It is estimated that $252 billion (£200 billion) will be spent by colleges and universities on campus edtech by 2020. It is estimated that on average, a student has 5 digital devices, so to keep up with students’ expectations, there needs to be a digital element included in how students are taught.
We’ve compiled a list of quick and simple methods that won't break the bank and that will make your institution more interactive right now.
Meetoo is an app that incorporates live polling into things like PowerPoint slides. This encourages real time interaction with a subject and allows quieter students to express opinions in a way more suited to them.
Gamification of tasks
Gamification is a way of making students more actively engaged because it gives them rewards in a way that they recognise. For example, earning badges or points by swiping in on time and attending each lecture can increase motivation.
Perhaps even the top ‘players’ at the end of a course earn a prize. An app in America, which was aimed at low-income students, used the gamification method to increase engagement, rewarding them with vouchers and experiences for participating in tasks and challenges. Some examples have been very successful at increasing engagement, such as The University of Huddersfield Library's online game Lemontree.
Recording lectures and putting them online is great for students who are ill or long-distance learners, but can also be used in another way.

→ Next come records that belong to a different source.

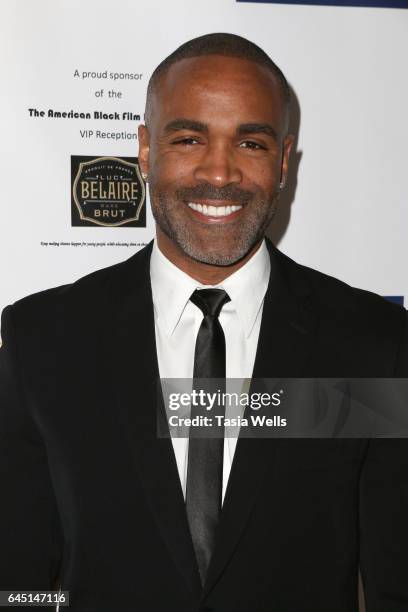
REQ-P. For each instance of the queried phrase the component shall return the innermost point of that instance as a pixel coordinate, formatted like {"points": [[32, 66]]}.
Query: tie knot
{"points": [[210, 301]]}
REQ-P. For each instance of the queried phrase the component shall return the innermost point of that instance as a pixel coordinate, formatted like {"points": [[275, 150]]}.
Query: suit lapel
{"points": [[285, 349], [137, 376]]}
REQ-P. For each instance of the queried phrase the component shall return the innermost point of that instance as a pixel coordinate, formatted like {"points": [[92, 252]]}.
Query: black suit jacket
{"points": [[90, 495]]}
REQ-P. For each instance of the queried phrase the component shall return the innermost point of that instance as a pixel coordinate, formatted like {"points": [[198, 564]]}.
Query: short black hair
{"points": [[220, 43]]}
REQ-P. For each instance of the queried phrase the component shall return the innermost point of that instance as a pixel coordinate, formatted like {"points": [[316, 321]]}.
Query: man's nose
{"points": [[218, 166]]}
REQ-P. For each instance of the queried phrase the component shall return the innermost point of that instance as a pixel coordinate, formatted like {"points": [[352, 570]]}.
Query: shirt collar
{"points": [[172, 288]]}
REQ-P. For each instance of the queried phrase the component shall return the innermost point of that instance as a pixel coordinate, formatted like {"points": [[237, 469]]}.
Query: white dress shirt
{"points": [[177, 321]]}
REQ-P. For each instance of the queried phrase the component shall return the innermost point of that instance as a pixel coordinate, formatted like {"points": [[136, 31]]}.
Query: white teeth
{"points": [[213, 211]]}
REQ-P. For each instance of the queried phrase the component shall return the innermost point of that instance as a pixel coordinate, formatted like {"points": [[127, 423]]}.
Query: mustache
{"points": [[209, 192]]}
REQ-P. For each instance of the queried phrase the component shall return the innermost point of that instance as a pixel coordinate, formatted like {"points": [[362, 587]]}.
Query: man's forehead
{"points": [[210, 68], [208, 84]]}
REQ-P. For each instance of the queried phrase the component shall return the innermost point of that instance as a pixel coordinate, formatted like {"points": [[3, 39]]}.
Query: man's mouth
{"points": [[215, 212]]}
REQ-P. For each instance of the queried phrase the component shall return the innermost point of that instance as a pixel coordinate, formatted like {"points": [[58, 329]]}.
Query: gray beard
{"points": [[246, 235]]}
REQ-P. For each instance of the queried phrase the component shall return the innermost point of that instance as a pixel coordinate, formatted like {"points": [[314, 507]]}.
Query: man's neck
{"points": [[205, 274]]}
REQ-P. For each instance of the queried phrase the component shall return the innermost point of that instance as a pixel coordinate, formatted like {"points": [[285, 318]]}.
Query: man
{"points": [[127, 521]]}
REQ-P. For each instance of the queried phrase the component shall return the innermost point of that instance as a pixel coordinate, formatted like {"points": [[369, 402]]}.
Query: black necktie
{"points": [[205, 454]]}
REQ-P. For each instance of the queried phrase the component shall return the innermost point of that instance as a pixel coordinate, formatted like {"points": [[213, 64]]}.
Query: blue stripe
{"points": [[397, 299], [367, 3]]}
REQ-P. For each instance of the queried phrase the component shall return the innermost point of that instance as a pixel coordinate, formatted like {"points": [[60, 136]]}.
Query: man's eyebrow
{"points": [[185, 124], [257, 128]]}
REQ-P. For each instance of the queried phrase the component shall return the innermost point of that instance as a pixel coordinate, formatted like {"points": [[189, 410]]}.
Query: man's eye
{"points": [[250, 144], [186, 141]]}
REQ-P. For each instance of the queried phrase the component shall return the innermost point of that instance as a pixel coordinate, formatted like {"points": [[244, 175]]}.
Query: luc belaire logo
{"points": [[107, 192]]}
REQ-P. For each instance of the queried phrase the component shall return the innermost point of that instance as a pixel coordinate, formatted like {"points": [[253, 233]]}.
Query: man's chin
{"points": [[214, 257]]}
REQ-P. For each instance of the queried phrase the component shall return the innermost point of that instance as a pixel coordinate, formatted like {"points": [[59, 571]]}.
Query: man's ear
{"points": [[144, 148], [286, 149]]}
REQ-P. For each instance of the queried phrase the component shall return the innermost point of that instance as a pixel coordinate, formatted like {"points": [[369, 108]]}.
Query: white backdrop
{"points": [[347, 67]]}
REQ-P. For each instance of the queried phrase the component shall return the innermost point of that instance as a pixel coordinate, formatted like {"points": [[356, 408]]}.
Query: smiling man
{"points": [[123, 519]]}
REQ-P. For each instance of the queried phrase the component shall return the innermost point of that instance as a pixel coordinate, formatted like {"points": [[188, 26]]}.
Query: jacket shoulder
{"points": [[87, 289]]}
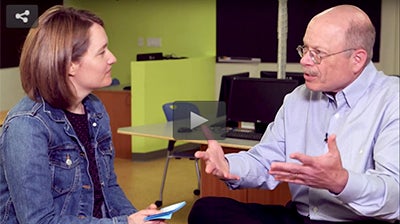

By creating a screencast of a certain task (for example, a screen cast on how to build a HTML website), it allows students to go at their own pace and replay parts they struggle with. This is easier to do than it sounds, and can even be done by simply adding an extension into your Google Chrome browser. It also gives them the opportunity to go back and practice, as well as having a reference point for it in the future.
They can also be re-used year after year, so this a great example of edtech for higher education saving time and resources.
Inviting an expert or even a different faculty member to explain a certain subject to your class will add an extra element of engagement. Not only are they hearing from someone different with special knowledge, they will also have the opportunity to get involved in a live Q&A.
Digital collaboration - Slack
Lecturers can set tasks where collaboration is done on apps like Slack or on Moodle forums. This gives students the freedom to contribute when the time suits them, whilst not having to worry about booking a room or spending time travelling somewhere for them all to meet. For example, they can set a time they’re all free and make sure they’re all online to discuss the project and share their documents, ideas and give live feedback without having to be face to face.
Using interactive documents
On apps like OneNote, you are able to have several users edit a document at the same time. Instead of having groups discuss an issue and tell the lecturer and the rest of the class what they came up with in a discussion, they can add their ideas into a live document that can be seen on a projector. This takes the pressure off of those who are shy and would be less willing to speak up.